Our data have shown that a reduced number of patients in the CPAP group developed oxygenation disturbances in PACU. A few studies have investigated the role of noninvasive ventilation as a breathing support in preventing complications in general and cardiothoracic surgery [19, 20]. Böhner and coworkers reported that a 12-h prophylactic nasal CPAP treatment significantly reduces the number of postoperative severe oxygenation disturbances after major vascular surgery [21]. This study was able to show that using CPAP had a significant benefit of improving oxygenation and reducing oxygenation disturbances.

The nature of retrospective design of this study has all limitations associated with retrospective studies. We tried to avoid overinterpreting medical records by strictly defining nausea and vomiting. It is likely that routine medical charts may not capture processes and outcomes as accurately as more rigorous case report forms used in a prospective study.

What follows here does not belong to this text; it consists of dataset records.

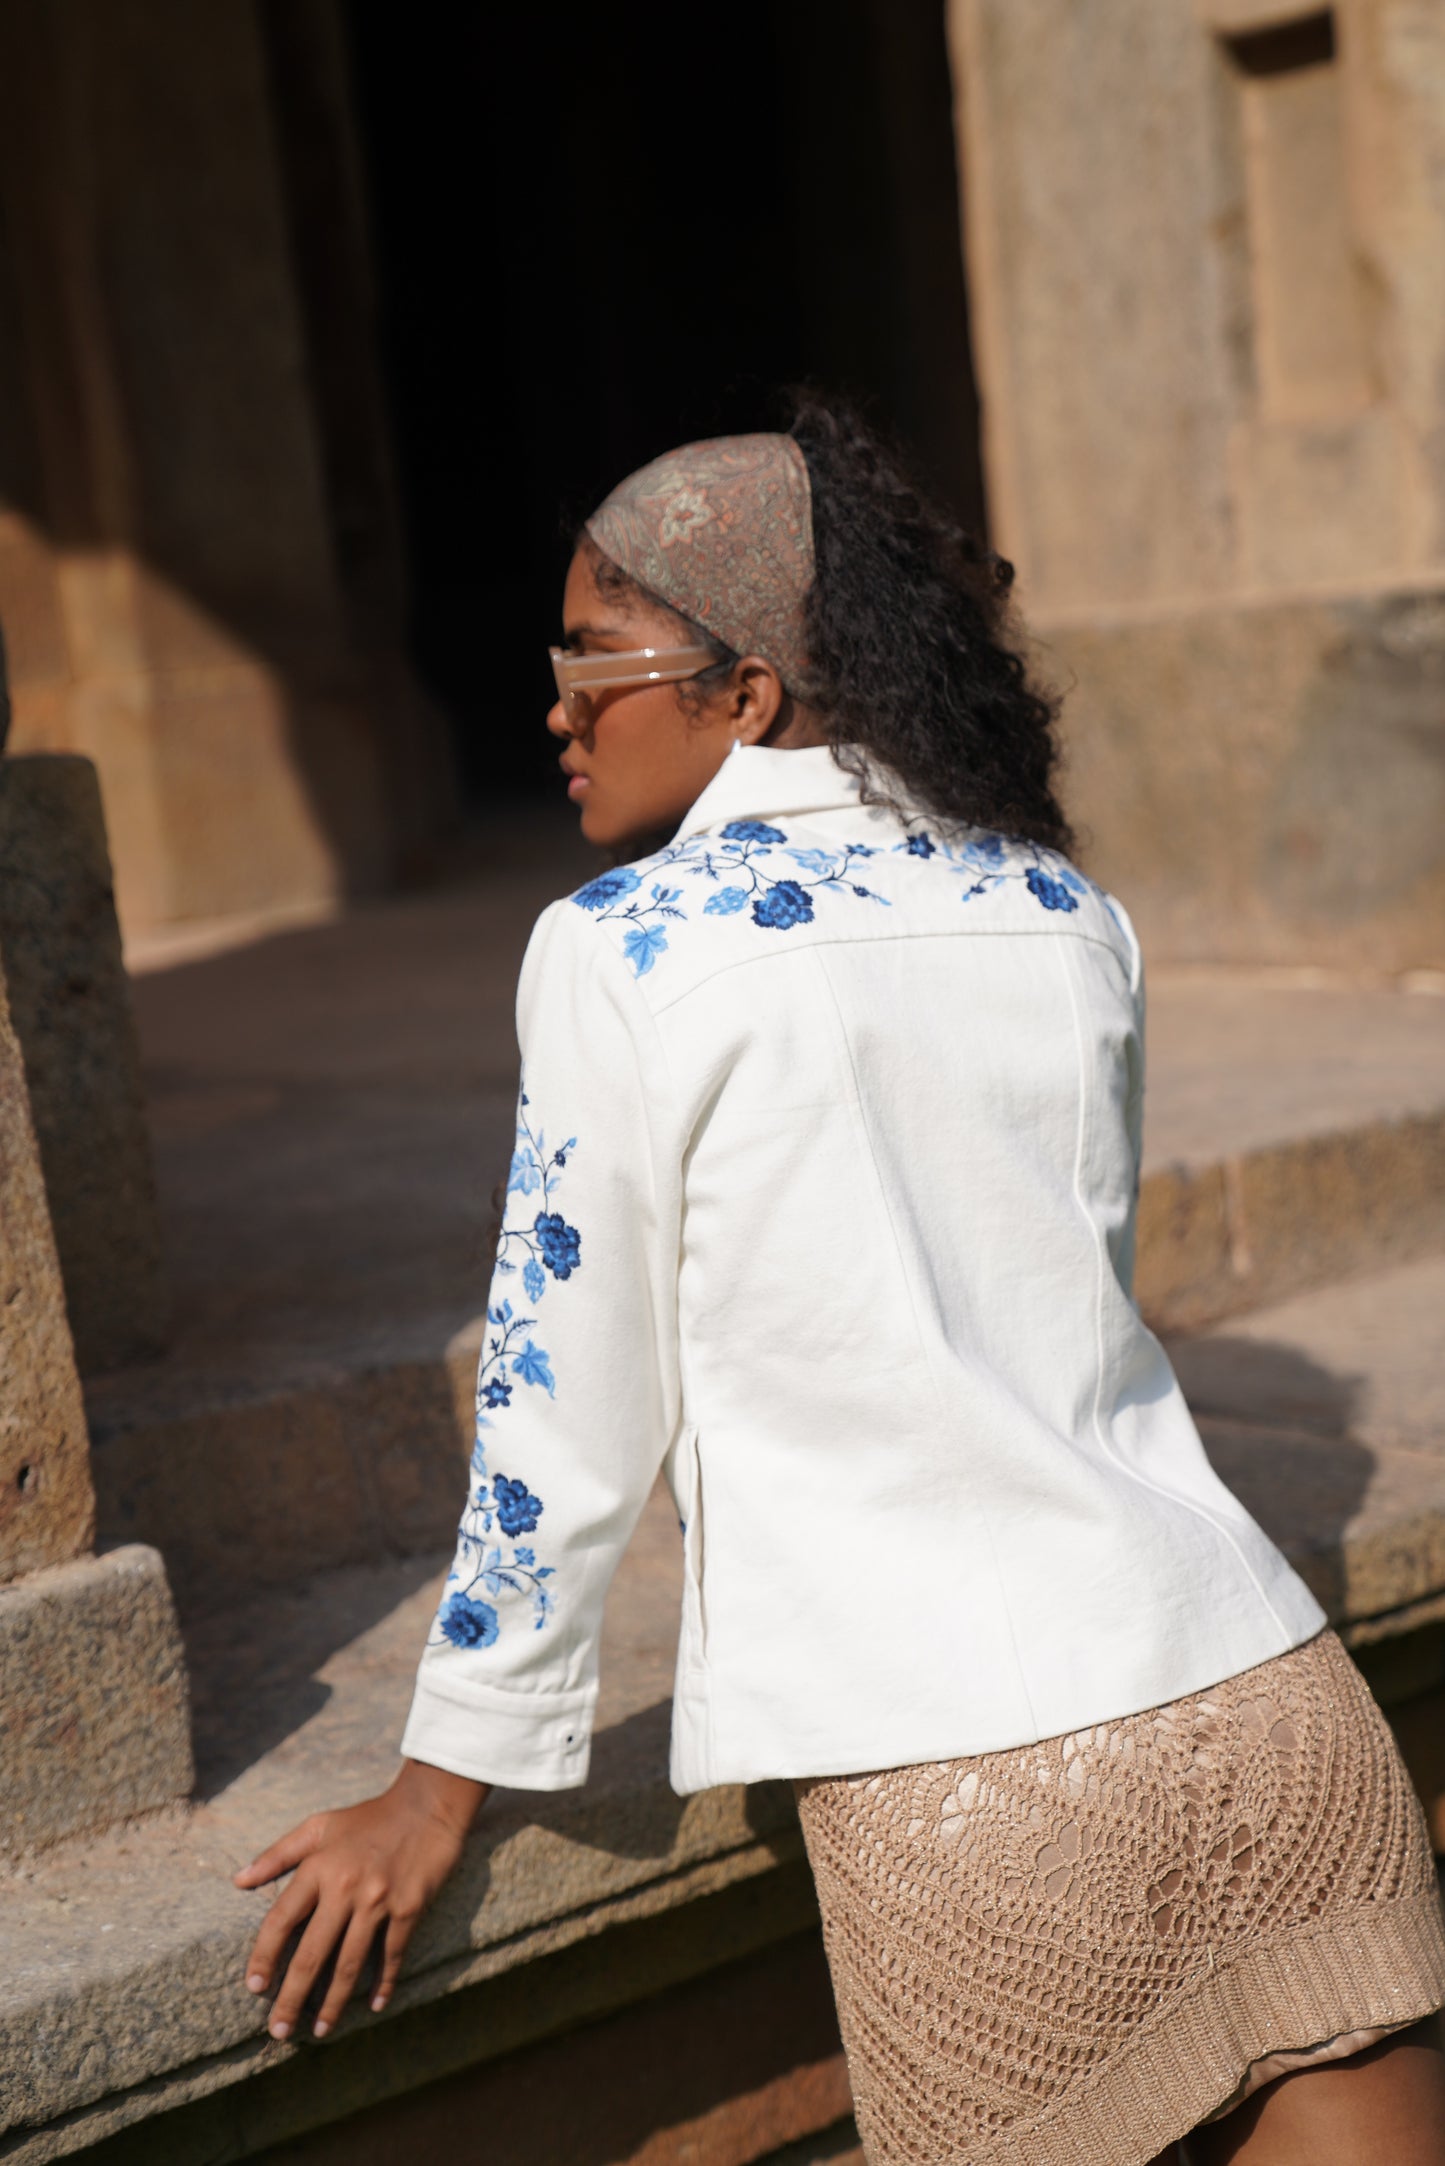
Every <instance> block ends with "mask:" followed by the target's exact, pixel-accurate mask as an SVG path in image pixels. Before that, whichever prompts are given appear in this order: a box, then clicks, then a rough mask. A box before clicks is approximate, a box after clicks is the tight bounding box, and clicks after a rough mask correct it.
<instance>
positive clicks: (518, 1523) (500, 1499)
mask: <svg viewBox="0 0 1445 2166" xmlns="http://www.w3.org/2000/svg"><path fill="white" fill-rule="evenodd" d="M492 1495H494V1499H496V1518H498V1521H500V1529H503V1534H505V1536H507V1540H509V1542H511V1540H513V1538H516V1536H518V1534H531V1531H533V1527H535V1525H537V1521H539V1518H542V1499H539V1497H531V1495H529V1492H526V1482H509V1479H507V1475H494V1479H492ZM522 1562H526V1564H531V1562H533V1560H531V1555H529V1557H526V1560H522V1553H520V1551H518V1564H522Z"/></svg>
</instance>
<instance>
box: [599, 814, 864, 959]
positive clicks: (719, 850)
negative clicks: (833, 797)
mask: <svg viewBox="0 0 1445 2166" xmlns="http://www.w3.org/2000/svg"><path fill="white" fill-rule="evenodd" d="M778 851H782V856H784V858H786V860H789V862H791V864H795V866H797V873H786V875H784V877H778V871H776V866H771V864H767V860H769V858H773V856H776V853H778ZM875 856H877V849H875V845H871V843H843V845H841V847H838V849H797V847H795V845H791V843H789V838H786V832H784V830H782V827H773V825H771V823H769V821H760V819H734V821H728V825H726V827H724V832H721V840H719V843H713V840H708V838H706V836H689V840H687V843H676V845H672V847H669V849H661V851H659V853H656V856H654V858H648V860H646V873H650V875H682V877H685V879H704V882H711V884H713V888H715V892H713V895H708V899H706V903H704V905H702V914H704V916H706V918H730V916H737V914H739V912H743V910H750V912H752V923H754V925H760V927H765V929H769V931H791V929H793V927H795V925H808V923H812V914H815V910H812V897H815V892H819V890H823V888H828V890H832V892H834V895H854V897H860V899H862V901H869V903H882V905H884V908H888V897H886V895H877V892H875V890H873V888H864V886H862V882H858V879H856V877H854V866H856V862H858V860H862V858H875ZM685 895H687V890H685V888H680V886H672V884H669V879H667V877H654V879H652V884H650V886H648V892H646V895H643V873H641V871H637V866H633V864H620V866H615V869H613V871H611V873H598V877H596V879H589V882H587V886H585V888H578V890H576V895H574V897H572V901H574V903H576V905H578V910H589V912H591V914H594V916H596V918H598V921H607V918H617V921H620V923H622V925H624V927H626V929H624V934H622V953H624V955H626V960H628V962H630V966H633V975H635V977H646V973H648V970H650V968H652V966H654V964H656V960H659V955H665V953H667V921H685V918H687V916H689V912H687V908H685Z"/></svg>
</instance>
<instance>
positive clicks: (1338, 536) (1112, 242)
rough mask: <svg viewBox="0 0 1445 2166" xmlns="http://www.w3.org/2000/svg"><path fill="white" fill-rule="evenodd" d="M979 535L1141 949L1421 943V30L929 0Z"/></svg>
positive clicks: (1437, 480) (1279, 2)
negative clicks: (966, 339) (1058, 711)
mask: <svg viewBox="0 0 1445 2166" xmlns="http://www.w3.org/2000/svg"><path fill="white" fill-rule="evenodd" d="M949 24H951V50H953V65H955V82H958V113H960V143H962V167H964V219H966V253H968V277H971V312H973V334H975V357H977V375H979V388H981V399H984V448H986V470H988V494H990V518H992V533H994V541H997V544H999V548H1003V552H1005V554H1007V557H1012V559H1014V561H1016V565H1018V574H1020V600H1023V609H1025V615H1027V619H1029V624H1031V628H1033V632H1036V635H1038V637H1040V641H1042V645H1044V650H1046V652H1044V656H1042V658H1044V671H1046V674H1049V676H1053V680H1055V682H1062V684H1066V687H1070V693H1068V702H1066V726H1068V745H1070V775H1068V804H1070V812H1072V814H1075V817H1077V821H1079V823H1081V827H1083V830H1085V832H1088V838H1090V843H1088V851H1085V853H1088V858H1090V864H1092V869H1094V871H1096V873H1098V875H1101V877H1103V879H1105V882H1111V884H1118V886H1120V888H1122V892H1124V899H1127V901H1129V903H1131V905H1133V908H1135V914H1137V918H1140V929H1142V936H1144V942H1146V949H1148V951H1150V953H1153V955H1157V957H1220V960H1237V962H1291V964H1293V962H1309V964H1343V966H1361V968H1371V970H1410V968H1421V966H1423V968H1439V966H1441V960H1443V955H1445V819H1443V817H1441V814H1443V812H1445V600H1443V591H1445V282H1443V279H1441V262H1445V11H1443V9H1439V6H1436V4H1430V0H1341V4H1339V6H1335V9H1332V11H1328V9H1324V11H1322V9H1317V6H1309V4H1304V6H1302V4H1289V0H1157V4H1150V6H1148V9H1140V6H1135V4H1133V0H1098V4H1094V6H1057V4H1055V0H951V6H949Z"/></svg>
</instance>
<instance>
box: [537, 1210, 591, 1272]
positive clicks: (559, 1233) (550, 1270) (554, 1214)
mask: <svg viewBox="0 0 1445 2166" xmlns="http://www.w3.org/2000/svg"><path fill="white" fill-rule="evenodd" d="M533 1232H535V1235H537V1241H539V1243H542V1261H544V1265H546V1267H548V1271H550V1274H552V1278H572V1274H574V1271H581V1265H583V1237H581V1235H578V1230H576V1226H568V1222H565V1217H563V1215H561V1211H539V1213H537V1219H535V1226H533Z"/></svg>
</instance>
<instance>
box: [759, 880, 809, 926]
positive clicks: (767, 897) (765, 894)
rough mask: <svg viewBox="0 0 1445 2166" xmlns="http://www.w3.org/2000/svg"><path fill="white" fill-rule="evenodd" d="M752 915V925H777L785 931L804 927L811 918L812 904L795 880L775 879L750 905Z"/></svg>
mask: <svg viewBox="0 0 1445 2166" xmlns="http://www.w3.org/2000/svg"><path fill="white" fill-rule="evenodd" d="M752 914H754V923H758V925H778V927H780V929H784V931H786V927H789V925H806V923H808V921H810V918H812V903H810V901H808V895H806V892H804V888H799V886H797V882H795V879H776V882H773V886H771V888H769V890H767V892H765V895H760V897H758V901H756V903H754V905H752Z"/></svg>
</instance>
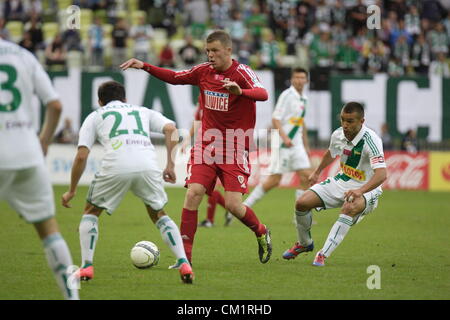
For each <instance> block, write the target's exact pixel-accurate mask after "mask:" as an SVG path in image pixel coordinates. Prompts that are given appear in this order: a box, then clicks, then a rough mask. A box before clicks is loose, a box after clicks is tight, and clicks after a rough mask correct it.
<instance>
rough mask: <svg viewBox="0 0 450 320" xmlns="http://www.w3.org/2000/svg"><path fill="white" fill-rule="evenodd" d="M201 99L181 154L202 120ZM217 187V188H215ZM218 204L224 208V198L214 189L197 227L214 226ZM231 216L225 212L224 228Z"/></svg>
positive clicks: (183, 152) (215, 189) (184, 150)
mask: <svg viewBox="0 0 450 320" xmlns="http://www.w3.org/2000/svg"><path fill="white" fill-rule="evenodd" d="M201 98H202V96H201V95H199V96H198V104H197V109H196V110H195V115H194V122H193V123H192V126H191V129H190V130H189V136H188V137H186V138H187V140H186V141H184V140H183V146H182V147H181V152H183V153H185V152H186V148H187V146H188V145H189V144H190V138H191V137H195V132H196V131H198V129H199V127H198V126H199V123H200V122H201V120H202V116H203V110H202V107H201ZM216 187H217V186H216ZM217 204H219V205H220V206H221V207H223V208H225V198H224V197H223V195H222V193H220V191H219V190H217V188H215V189H214V191H213V192H212V194H211V195H209V196H208V207H207V211H206V219H205V220H203V221H202V222H200V223H199V224H198V225H199V226H200V227H207V228H210V227H212V226H214V217H215V215H216V207H217ZM232 217H233V215H232V214H231V213H229V212H228V211H226V212H225V227H227V226H229V225H230V223H231V220H232Z"/></svg>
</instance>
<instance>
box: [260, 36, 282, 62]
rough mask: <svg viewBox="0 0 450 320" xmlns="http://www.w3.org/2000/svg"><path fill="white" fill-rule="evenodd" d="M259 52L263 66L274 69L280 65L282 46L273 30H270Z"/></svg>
mask: <svg viewBox="0 0 450 320" xmlns="http://www.w3.org/2000/svg"><path fill="white" fill-rule="evenodd" d="M259 54H260V65H261V68H269V69H274V68H277V67H278V64H279V63H278V59H279V55H280V47H279V45H278V42H277V41H276V40H275V36H274V34H273V33H272V32H269V33H268V34H267V35H266V39H264V40H263V42H262V46H261V52H260V53H259Z"/></svg>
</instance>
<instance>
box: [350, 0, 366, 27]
mask: <svg viewBox="0 0 450 320" xmlns="http://www.w3.org/2000/svg"><path fill="white" fill-rule="evenodd" d="M366 20H367V8H366V6H365V5H364V1H363V0H358V4H357V5H356V6H354V7H352V8H351V9H350V22H351V25H352V30H353V35H356V34H357V33H358V31H359V30H360V29H362V28H365V27H366Z"/></svg>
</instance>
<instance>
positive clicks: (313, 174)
mask: <svg viewBox="0 0 450 320" xmlns="http://www.w3.org/2000/svg"><path fill="white" fill-rule="evenodd" d="M333 161H334V158H333V157H332V156H331V152H330V150H327V152H326V153H325V154H324V156H323V157H322V160H321V161H320V164H319V166H318V167H317V168H316V170H314V171H313V173H311V175H310V176H309V183H310V185H314V184H316V183H317V182H318V181H319V176H320V173H321V172H322V171H323V169H325V168H326V167H328V166H329V165H330V164H331V163H332V162H333Z"/></svg>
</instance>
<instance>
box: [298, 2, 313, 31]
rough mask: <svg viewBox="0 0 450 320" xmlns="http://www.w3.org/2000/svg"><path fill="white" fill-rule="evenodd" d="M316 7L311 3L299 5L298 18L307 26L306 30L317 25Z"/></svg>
mask: <svg viewBox="0 0 450 320" xmlns="http://www.w3.org/2000/svg"><path fill="white" fill-rule="evenodd" d="M314 10H315V6H314V5H313V4H312V3H311V1H299V2H298V5H297V16H298V19H299V20H300V21H302V23H304V24H305V28H306V30H307V29H309V28H310V27H311V26H312V25H313V24H315V23H316V22H315V19H316V15H315V12H314ZM306 30H305V31H306Z"/></svg>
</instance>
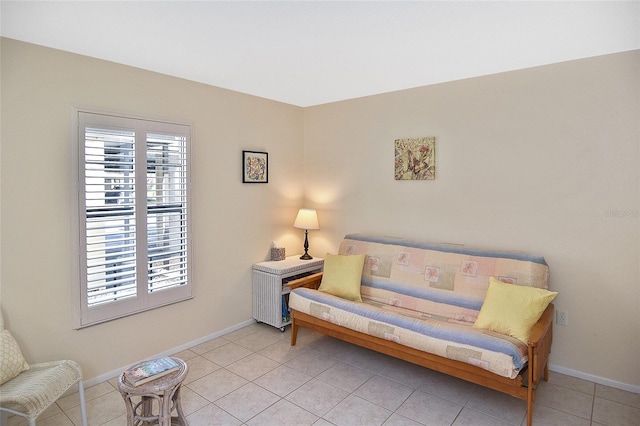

In conclusion, we did not find the increased risk of PONV with the use of postoperative CPAP. Patients who were not using CPAP had a significantly higher incidence of postoperative hypertension and oxygenation disturbances. These are some of the contributing factors that cause prolonged PACU stay. This study provides the rational for the recommendation of CPAP treatment in this patient population. We recommend the routine use of postoperative CPAP for patients with OSA undergoing laparoscopic gastric bypass surgery to optimize their respiratory function.